The emphasis on individual needs shifts the root cause of women’s entry into the prison from a systemic failure to an individual failure. The proposal states that the Women’s Center employs skills-building designs focused on re-entry to break the cycle of incarceration, such as diet and smoking cessation, suggesting that entry and recidivism, also known as re-offending after being sanctioned for a previous crime, stem from a lack of personal qualities. Viewing incarceration as a result of personal choice ignores the powerlessness of the individual over the structure of society. The proposal also cites ‘The Nordic Model’ as a success story that attempts to demonstrate the viability of gender-responsive principles. 

The Nordic Model supports the successful reintegration of detainees into society by providing employment and educational services. Gender-responsive programs of all kinds are based on the same assumption that overcoming recidivism rests on individual success.
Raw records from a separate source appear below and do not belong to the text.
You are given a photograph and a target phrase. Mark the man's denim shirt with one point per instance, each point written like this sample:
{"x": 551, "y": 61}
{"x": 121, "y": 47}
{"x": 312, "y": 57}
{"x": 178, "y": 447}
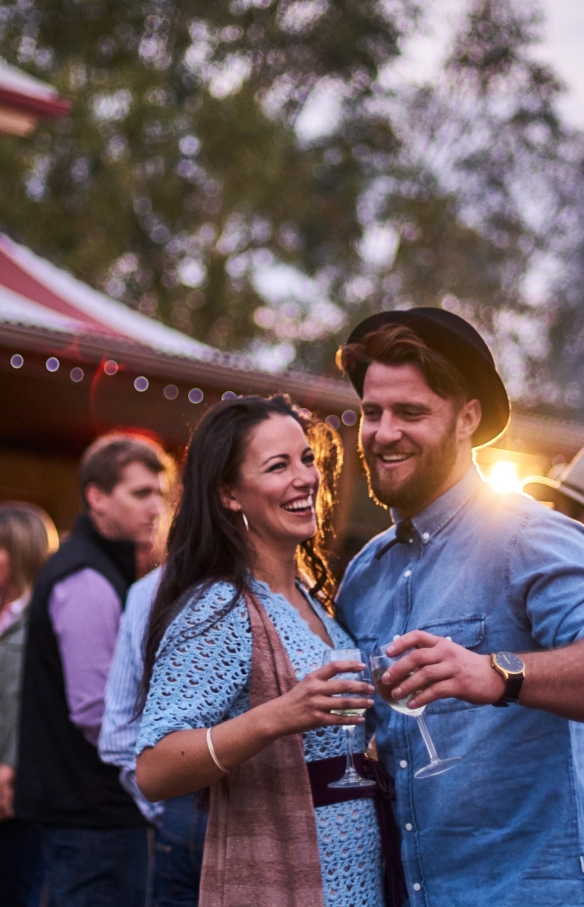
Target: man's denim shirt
{"x": 494, "y": 572}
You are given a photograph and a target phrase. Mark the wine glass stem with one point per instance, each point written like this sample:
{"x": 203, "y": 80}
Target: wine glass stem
{"x": 350, "y": 736}
{"x": 427, "y": 739}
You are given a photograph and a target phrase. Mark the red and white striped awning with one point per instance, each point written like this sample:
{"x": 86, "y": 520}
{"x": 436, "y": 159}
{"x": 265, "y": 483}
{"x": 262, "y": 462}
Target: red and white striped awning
{"x": 23, "y": 100}
{"x": 35, "y": 293}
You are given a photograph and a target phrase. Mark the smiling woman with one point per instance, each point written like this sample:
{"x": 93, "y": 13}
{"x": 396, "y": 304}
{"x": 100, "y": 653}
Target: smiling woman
{"x": 238, "y": 700}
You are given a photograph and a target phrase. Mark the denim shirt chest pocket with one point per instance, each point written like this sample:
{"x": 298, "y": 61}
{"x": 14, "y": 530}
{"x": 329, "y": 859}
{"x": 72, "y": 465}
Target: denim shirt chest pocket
{"x": 470, "y": 632}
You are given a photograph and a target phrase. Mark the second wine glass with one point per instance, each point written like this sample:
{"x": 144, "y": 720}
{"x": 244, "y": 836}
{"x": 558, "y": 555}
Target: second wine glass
{"x": 380, "y": 662}
{"x": 351, "y": 778}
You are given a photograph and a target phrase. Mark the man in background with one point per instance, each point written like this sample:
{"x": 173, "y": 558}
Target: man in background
{"x": 94, "y": 839}
{"x": 179, "y": 823}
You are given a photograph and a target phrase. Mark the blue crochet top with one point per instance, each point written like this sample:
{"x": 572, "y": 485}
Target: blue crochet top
{"x": 201, "y": 679}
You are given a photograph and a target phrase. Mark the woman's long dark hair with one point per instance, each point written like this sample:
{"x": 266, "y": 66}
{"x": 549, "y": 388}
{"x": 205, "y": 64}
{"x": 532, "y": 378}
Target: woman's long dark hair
{"x": 207, "y": 542}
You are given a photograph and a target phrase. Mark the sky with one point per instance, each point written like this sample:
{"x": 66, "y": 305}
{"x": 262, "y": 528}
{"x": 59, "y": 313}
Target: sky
{"x": 562, "y": 48}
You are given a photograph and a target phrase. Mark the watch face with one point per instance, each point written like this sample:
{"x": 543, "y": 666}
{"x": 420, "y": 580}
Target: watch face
{"x": 509, "y": 662}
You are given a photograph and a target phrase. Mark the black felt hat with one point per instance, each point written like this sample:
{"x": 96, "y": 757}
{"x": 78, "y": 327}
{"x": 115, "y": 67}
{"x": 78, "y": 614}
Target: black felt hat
{"x": 463, "y": 346}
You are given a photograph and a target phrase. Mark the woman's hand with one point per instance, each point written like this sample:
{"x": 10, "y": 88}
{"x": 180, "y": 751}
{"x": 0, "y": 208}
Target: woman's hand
{"x": 6, "y": 792}
{"x": 181, "y": 763}
{"x": 310, "y": 704}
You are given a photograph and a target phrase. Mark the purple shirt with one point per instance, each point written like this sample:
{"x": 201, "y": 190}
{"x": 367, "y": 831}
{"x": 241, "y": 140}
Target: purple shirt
{"x": 85, "y": 612}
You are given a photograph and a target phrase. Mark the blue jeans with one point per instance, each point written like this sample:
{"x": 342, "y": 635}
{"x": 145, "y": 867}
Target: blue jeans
{"x": 20, "y": 864}
{"x": 87, "y": 867}
{"x": 178, "y": 854}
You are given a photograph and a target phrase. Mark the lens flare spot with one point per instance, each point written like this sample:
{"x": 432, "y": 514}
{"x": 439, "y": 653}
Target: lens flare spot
{"x": 504, "y": 477}
{"x": 195, "y": 395}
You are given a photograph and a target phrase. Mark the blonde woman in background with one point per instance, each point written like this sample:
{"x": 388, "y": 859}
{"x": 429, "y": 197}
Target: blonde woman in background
{"x": 27, "y": 537}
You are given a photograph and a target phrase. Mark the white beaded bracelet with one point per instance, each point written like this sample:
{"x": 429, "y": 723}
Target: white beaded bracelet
{"x": 212, "y": 752}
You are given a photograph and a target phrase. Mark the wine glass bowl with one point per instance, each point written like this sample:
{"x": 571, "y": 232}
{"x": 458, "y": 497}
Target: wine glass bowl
{"x": 380, "y": 661}
{"x": 351, "y": 777}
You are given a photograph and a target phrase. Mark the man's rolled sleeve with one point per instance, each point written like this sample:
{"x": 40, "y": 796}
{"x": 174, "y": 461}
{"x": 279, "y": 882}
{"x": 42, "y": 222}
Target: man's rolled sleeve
{"x": 546, "y": 576}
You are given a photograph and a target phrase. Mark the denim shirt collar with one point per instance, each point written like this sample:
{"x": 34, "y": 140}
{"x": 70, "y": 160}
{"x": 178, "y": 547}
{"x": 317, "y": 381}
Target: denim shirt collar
{"x": 436, "y": 515}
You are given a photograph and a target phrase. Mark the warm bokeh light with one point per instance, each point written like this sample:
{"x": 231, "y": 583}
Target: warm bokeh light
{"x": 504, "y": 477}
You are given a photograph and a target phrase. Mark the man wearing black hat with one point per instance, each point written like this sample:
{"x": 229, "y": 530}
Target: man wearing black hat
{"x": 481, "y": 596}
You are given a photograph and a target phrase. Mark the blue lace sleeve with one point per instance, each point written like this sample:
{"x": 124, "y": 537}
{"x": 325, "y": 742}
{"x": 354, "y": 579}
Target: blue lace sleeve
{"x": 200, "y": 678}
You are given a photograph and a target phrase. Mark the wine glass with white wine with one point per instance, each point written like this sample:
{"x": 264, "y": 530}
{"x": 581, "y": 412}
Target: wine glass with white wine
{"x": 351, "y": 778}
{"x": 380, "y": 662}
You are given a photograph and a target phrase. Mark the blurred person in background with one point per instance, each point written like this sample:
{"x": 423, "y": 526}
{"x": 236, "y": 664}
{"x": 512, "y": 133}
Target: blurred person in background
{"x": 94, "y": 839}
{"x": 27, "y": 537}
{"x": 565, "y": 492}
{"x": 179, "y": 823}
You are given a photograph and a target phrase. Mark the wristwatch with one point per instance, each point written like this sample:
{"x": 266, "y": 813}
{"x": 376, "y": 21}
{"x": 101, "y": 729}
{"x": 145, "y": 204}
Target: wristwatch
{"x": 512, "y": 668}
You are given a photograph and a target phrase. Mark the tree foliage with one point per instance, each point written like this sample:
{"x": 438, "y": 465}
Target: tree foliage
{"x": 252, "y": 173}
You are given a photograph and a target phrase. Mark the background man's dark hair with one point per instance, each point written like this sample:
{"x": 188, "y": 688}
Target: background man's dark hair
{"x": 103, "y": 462}
{"x": 396, "y": 344}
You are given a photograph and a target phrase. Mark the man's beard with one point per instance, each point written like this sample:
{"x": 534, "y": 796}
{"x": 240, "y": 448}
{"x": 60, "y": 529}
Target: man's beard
{"x": 434, "y": 465}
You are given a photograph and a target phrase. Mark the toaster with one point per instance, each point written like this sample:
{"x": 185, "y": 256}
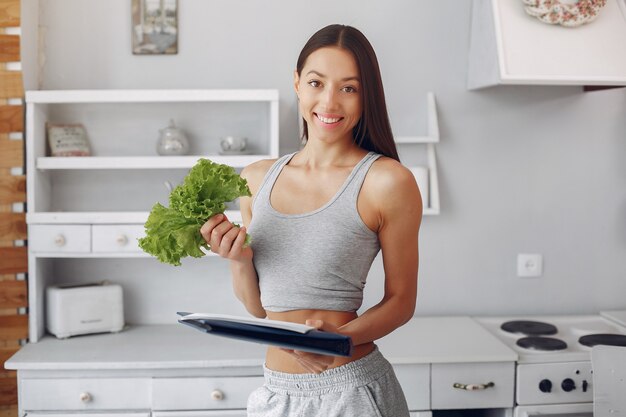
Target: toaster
{"x": 75, "y": 309}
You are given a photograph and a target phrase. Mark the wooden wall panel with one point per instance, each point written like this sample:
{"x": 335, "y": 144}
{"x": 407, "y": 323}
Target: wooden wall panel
{"x": 12, "y": 189}
{"x": 9, "y": 48}
{"x": 13, "y": 260}
{"x": 9, "y": 13}
{"x": 11, "y": 119}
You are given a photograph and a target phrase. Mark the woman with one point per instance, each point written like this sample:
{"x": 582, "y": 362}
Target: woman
{"x": 317, "y": 218}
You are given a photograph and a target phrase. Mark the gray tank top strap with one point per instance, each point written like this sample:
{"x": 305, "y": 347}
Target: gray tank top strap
{"x": 271, "y": 175}
{"x": 354, "y": 184}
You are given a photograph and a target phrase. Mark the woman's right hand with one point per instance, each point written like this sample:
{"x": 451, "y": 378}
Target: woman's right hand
{"x": 226, "y": 239}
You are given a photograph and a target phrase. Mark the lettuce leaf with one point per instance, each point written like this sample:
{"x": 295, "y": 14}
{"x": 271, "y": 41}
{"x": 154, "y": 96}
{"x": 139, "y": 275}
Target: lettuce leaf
{"x": 173, "y": 232}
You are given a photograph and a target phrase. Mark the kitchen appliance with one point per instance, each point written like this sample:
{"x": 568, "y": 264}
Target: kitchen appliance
{"x": 76, "y": 309}
{"x": 172, "y": 141}
{"x": 553, "y": 370}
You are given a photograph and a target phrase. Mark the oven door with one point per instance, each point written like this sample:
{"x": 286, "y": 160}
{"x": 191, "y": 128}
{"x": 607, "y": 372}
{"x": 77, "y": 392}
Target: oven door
{"x": 560, "y": 410}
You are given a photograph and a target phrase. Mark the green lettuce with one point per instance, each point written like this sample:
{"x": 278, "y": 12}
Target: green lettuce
{"x": 174, "y": 232}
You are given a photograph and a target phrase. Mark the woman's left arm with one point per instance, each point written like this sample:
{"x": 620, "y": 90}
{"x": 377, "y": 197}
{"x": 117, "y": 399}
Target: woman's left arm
{"x": 395, "y": 199}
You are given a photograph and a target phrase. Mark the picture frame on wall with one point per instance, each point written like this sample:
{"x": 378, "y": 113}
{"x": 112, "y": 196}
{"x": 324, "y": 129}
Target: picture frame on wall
{"x": 155, "y": 27}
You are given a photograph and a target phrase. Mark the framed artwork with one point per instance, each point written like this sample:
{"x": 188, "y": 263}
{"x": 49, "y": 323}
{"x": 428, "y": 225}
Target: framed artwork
{"x": 155, "y": 27}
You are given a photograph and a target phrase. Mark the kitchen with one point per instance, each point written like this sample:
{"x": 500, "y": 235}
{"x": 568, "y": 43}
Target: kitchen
{"x": 522, "y": 169}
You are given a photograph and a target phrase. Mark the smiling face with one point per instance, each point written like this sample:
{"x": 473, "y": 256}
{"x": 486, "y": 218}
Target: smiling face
{"x": 329, "y": 92}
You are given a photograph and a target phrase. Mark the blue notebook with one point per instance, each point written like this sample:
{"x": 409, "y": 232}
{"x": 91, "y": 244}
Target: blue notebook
{"x": 270, "y": 332}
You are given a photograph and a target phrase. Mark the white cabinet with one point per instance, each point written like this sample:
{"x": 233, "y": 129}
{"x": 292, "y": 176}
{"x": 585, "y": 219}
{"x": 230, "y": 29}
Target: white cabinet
{"x": 85, "y": 394}
{"x": 204, "y": 393}
{"x": 507, "y": 46}
{"x": 430, "y": 186}
{"x": 203, "y": 413}
{"x": 83, "y": 210}
{"x": 472, "y": 385}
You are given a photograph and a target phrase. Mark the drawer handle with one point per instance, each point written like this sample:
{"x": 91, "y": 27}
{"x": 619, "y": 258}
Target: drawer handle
{"x": 85, "y": 397}
{"x": 217, "y": 395}
{"x": 473, "y": 387}
{"x": 122, "y": 240}
{"x": 59, "y": 240}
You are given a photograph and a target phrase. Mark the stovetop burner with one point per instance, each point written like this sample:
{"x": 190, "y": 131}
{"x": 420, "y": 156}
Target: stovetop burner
{"x": 541, "y": 343}
{"x": 529, "y": 328}
{"x": 603, "y": 339}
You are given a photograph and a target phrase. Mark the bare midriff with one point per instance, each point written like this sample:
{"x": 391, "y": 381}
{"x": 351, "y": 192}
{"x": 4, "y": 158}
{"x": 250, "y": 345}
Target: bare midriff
{"x": 279, "y": 360}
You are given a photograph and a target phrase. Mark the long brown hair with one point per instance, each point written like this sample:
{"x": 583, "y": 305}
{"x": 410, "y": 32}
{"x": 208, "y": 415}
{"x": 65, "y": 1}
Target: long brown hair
{"x": 373, "y": 131}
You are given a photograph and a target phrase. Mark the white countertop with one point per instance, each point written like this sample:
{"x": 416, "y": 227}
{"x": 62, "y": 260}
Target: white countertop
{"x": 617, "y": 316}
{"x": 422, "y": 340}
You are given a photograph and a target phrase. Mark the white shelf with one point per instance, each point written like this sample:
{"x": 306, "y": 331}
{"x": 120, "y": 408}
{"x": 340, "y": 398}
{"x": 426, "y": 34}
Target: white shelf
{"x": 148, "y": 96}
{"x": 91, "y": 199}
{"x": 507, "y": 46}
{"x": 142, "y": 162}
{"x": 128, "y": 217}
{"x": 415, "y": 139}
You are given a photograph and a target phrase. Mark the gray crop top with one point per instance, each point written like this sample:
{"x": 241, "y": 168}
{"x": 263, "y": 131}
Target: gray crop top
{"x": 315, "y": 260}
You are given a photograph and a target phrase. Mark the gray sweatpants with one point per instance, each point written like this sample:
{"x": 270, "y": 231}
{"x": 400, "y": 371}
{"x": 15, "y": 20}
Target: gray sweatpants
{"x": 367, "y": 387}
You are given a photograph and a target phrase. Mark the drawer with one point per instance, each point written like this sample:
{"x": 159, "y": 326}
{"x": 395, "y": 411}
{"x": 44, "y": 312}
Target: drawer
{"x": 59, "y": 238}
{"x": 445, "y": 375}
{"x": 415, "y": 382}
{"x": 201, "y": 413}
{"x": 203, "y": 393}
{"x": 85, "y": 393}
{"x": 117, "y": 238}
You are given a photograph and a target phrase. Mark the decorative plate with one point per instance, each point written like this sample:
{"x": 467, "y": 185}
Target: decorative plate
{"x": 558, "y": 12}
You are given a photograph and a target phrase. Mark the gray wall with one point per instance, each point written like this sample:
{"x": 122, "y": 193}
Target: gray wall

Even if the original intent of creating gender-responsive facilities was to create better living conditions for incarcerated women, this approach ignores the systemic failures and injustices responsible for individual offending. 

Building better prisons for women’s needs is not feminist because it avoids the systemic oppression and discrimination that is played out by society beyond the individual and ignores the root causes of women’s criminalization. Furthermore, the process of implementing gender-responsive prisons reinforces the distorted logic that prisons are conducive to rehabilitation and that a better prison is the only solution to oppression after gradually forgetting the nature of prison violence and believing that building real care can happen in the cages that hold people. 

What’s the next step in abolition? What would a world without jails look like? I prefer to rephrase this question as to what would a society look like without incarceration as a solution to problems? When overcrowded jails perpetuate violence, we should reconsider the construction of social justice. The first thing needed is to free the imagination. Moving from imagining a just society that consists of impartial police and an orderly system of incarceration to exploring a system that does not aim at punishment is an important step toward abolition.